Transmission dynamics of the COVID-19 outbreak and effectiveness of government interventions: A data-driven analysis.

Using the parameterized susceptible-exposed-infectious-recovered model, we simulated the spread dynamics of coronavirus disease 2019 (COVID-19) outbreak and impact of different control measures, conducted the sensitivity analysis to identify the key factor, plotted the trend curve of effective reproductive number (R), and performed data fitting after the simulation. By simulation and data fitting, the model showed the peak existing confirmed cases of 59 769 arriving on 15 February 2020, with the coefficient of determination close to 1 and the fitting bias 3.02%, suggesting high precision of the data-fitting results. More rigorous government control policies were associated with a slower increase in the infected population. Isolation and protective procedures would be less effective as more cases accrue, so the optimization of the treatment plan and the development of specific drugs would be of more importance. There was an upward trend of R in the beginning, followed by a downward trend, a temporary rebound, and another continuous decline. The feature of high infectiousness for severe acute respiratory syndrome coronavirus 2(SARS-CoV-2) led to an upward trend, and government measures contributed to the temporary rebound and declines.

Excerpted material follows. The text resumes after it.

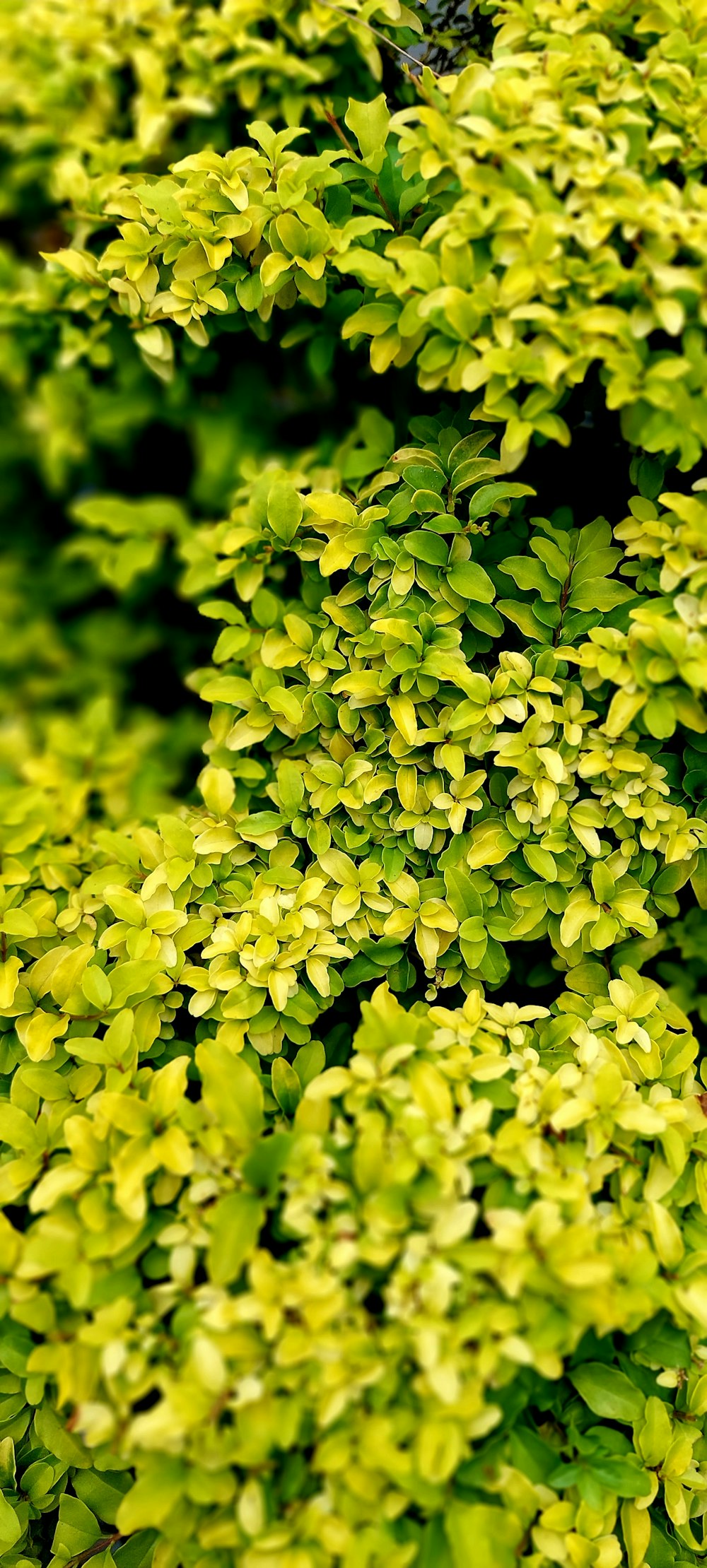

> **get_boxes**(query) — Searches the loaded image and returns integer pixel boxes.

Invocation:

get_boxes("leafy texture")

The declines of R could be exploited as strong evidence for the effectiveness of the interventions. Evidence from the four-phase stringent measures showed that it was significant to ensure early detection, early isolation, early treatment, adequate medical supplies, patients' being admitted to designated hospitals, and comprehensive therapeutic strategy. Collaborative efforts are required to combat the novel coronavirus, focusing on both persistent strict domestic interventions and vigilance against exogenous imported cases.